SUPER SALAD SUPPERS

At VSA arts of Nevada, we are always thinking of unique ways to incorporate art into our everyday lives. This month it is nutrition and art. This may be just the way to inspire your children to eat more salad. They will have the chance to create their ULTIMATE salad! Children will think about their favorite salad combinations and maybe develop some different ones to taste themselves.

Salads can consist of many vegetables, fruits, and nuts. Just about every food group can be used in a salad. Chefs consider not only the taste but the look of the salad, making sure that it is colorful. Attention is paid to the arrangement of the ingredients to be appealing to the eye as well as the tummy!

YOU WILL NEED:

A variety of papers

Tissue paper – especially green for the lettuce!

Old magazines

Wallpaper scraps

Construction paper or stock

Scissors

White school glue

Crayons or markers

Paper plate

White paper for the recipe

Real fruits and vegetables to examine

Pictures of fruits and vegetables

PROCEDURE:

1. After discussing possible salad ingredients, have your child write a recipe on the piece of white paper. They can design it to look like an over-sized index card or draw a fancy border around it.

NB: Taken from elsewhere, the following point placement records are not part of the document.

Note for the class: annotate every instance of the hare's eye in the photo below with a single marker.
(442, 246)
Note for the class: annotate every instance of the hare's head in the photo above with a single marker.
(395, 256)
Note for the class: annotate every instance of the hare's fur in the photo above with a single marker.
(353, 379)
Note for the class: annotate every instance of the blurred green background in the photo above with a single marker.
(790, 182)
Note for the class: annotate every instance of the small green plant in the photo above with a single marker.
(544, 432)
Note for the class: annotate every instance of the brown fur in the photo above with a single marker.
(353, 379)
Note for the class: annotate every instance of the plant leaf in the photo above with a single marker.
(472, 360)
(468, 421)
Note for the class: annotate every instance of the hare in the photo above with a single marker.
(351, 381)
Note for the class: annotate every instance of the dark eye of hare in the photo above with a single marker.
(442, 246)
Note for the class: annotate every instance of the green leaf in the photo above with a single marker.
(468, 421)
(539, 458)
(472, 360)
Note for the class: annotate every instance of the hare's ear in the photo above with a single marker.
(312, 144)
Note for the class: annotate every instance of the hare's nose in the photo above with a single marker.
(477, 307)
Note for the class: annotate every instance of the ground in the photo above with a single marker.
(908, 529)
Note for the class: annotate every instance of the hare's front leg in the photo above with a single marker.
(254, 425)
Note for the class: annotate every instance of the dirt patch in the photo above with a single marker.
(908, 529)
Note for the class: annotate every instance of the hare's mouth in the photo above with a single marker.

2. Your child can name their salad to reflect the ingredients or design their recipe for someone else and name it in honor of that person. Encourage your child to think of a creative name. We named our salad "Jack’s Jivin’ Jumble" with a combination of red onions, mushrooms, radishes, swiss cheese, raisins, carrots, hard boiled eggs, sunflower seeds and watermelon. Children will have fun making up some interesting and unusual combos that can include types of pastas, meats and more. Bow-tie or rotini pasta shapes can be added. Have fun cutting the corkscrew and bow shapes out of paper.

 

3. Make your salad. If you have fruits and veggies available, let your child examine the items for inspiration to create ingenious ways of re-constructing the foods’ colors, textures and shapes. Pictures of different fruits and vegetables will also help. Encourage and explain over-lapping and layering in the creation of the salads to make them look appetizing and beautiful.

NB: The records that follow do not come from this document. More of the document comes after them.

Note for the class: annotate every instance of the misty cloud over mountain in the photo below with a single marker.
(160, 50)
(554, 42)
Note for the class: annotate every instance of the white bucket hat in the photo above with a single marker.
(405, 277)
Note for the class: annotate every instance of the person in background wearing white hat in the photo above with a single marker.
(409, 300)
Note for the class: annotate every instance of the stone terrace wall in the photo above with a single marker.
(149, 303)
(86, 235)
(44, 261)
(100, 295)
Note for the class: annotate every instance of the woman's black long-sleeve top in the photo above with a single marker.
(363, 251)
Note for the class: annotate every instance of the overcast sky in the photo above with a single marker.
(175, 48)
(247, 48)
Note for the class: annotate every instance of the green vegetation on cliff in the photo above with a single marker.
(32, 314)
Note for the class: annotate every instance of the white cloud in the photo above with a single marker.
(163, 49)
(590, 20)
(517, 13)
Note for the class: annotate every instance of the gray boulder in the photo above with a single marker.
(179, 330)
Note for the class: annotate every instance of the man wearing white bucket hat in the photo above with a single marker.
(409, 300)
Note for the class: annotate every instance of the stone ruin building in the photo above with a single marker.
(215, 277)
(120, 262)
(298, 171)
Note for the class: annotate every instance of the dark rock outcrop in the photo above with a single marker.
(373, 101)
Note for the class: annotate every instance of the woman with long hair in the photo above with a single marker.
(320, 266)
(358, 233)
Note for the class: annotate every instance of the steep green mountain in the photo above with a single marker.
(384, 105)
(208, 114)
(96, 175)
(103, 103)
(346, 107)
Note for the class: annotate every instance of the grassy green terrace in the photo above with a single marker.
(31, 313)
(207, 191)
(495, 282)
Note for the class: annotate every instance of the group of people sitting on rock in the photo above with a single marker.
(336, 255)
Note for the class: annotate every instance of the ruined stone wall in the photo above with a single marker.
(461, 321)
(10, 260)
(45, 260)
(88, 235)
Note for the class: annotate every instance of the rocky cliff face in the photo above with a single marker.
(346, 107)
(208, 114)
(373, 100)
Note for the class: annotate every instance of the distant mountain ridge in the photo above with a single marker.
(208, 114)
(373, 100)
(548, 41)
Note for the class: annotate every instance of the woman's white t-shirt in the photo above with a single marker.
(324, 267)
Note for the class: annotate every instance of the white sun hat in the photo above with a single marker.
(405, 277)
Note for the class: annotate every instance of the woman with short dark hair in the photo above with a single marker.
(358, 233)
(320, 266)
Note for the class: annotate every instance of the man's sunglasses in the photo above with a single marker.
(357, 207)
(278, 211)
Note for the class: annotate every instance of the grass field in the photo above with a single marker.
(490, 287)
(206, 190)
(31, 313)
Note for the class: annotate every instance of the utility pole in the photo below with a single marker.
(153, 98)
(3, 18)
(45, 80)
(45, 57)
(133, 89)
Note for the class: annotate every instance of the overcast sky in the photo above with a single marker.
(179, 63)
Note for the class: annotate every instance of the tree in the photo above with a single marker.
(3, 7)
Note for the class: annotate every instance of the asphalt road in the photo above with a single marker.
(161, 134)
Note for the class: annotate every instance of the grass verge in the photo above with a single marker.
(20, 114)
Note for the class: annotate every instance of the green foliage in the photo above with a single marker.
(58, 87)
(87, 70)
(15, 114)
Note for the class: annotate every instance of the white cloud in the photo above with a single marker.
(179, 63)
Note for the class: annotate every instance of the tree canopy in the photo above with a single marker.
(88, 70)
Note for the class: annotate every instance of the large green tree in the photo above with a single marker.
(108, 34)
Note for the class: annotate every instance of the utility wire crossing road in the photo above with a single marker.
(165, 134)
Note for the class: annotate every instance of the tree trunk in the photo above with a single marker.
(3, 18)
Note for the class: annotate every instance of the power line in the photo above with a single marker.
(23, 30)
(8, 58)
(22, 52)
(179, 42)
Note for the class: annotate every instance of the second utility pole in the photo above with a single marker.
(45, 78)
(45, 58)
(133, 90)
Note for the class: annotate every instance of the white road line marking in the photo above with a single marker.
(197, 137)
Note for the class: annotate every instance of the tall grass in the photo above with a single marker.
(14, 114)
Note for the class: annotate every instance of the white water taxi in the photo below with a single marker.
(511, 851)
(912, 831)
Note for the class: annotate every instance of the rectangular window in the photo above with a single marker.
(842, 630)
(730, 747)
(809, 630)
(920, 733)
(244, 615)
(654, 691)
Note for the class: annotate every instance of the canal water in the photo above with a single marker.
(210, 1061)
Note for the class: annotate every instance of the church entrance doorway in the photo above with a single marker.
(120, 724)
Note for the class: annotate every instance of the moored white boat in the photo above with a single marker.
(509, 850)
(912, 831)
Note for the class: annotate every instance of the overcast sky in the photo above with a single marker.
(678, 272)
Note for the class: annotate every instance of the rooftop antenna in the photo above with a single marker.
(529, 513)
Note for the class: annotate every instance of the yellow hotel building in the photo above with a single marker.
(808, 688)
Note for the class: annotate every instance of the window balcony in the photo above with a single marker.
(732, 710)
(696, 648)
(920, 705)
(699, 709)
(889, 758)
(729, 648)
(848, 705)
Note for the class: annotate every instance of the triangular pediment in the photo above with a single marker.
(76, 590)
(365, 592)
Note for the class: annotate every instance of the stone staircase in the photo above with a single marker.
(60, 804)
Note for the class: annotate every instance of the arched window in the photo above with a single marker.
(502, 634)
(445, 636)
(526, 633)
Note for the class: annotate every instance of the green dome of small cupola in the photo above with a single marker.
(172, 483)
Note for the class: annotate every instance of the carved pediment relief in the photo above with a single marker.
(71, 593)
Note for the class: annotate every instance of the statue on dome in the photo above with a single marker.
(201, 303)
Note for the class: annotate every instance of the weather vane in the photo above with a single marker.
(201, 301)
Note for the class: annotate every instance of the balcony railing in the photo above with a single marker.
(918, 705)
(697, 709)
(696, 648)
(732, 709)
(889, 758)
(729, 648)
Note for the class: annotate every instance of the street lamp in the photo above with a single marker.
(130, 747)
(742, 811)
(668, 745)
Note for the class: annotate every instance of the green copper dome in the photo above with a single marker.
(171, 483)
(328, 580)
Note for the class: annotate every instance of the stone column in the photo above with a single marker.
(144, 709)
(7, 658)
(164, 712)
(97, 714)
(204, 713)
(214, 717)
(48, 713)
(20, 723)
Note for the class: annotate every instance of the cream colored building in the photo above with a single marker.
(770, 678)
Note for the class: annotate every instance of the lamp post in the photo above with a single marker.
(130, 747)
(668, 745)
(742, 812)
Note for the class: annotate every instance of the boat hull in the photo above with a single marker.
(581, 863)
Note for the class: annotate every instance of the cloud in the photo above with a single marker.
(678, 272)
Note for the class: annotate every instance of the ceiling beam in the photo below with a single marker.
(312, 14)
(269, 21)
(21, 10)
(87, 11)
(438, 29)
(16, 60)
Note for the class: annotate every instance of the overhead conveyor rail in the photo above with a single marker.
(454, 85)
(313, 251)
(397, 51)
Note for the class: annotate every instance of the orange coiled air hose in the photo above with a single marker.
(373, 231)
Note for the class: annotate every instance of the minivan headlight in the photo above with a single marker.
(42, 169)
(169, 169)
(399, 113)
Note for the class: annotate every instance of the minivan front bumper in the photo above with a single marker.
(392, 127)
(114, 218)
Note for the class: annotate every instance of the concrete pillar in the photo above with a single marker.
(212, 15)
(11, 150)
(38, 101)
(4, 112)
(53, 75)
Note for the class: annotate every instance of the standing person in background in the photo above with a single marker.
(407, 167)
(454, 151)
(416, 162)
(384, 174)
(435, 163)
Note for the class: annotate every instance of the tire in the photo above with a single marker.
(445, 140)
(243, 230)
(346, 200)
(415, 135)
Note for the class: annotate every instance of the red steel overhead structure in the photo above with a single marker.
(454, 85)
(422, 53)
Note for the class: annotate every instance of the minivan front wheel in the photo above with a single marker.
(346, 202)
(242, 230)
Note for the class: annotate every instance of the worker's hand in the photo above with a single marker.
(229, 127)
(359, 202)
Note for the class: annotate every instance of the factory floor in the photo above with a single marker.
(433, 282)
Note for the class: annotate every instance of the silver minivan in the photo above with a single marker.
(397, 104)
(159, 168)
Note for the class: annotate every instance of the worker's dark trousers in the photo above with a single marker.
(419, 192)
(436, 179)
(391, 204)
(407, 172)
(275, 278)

We wadded up black tissue for the raisins and did the same with torn pieces of green tissue, re-opening the green to use for lettuce leaves.

4. Once they have all of the ingredients made, they will arrange them on the paper plate, remembering to layer and overlap.

5. To add to the project, make paper silverware to go along with their paper salad or allow children to make side dishes to go along with their salads. These can include bread, cheese, cold-cuts, or maybe a chicken leg.

6. Take your child’s recipe to a local farmer’s market or grocery store and start filling your basket with all these healthy and beautiful ingredients so that you can make the "real deal" later. Who new just how fun and creative healthy eating could be? Compare the real salad to the art salad and see which one looks more appetizing!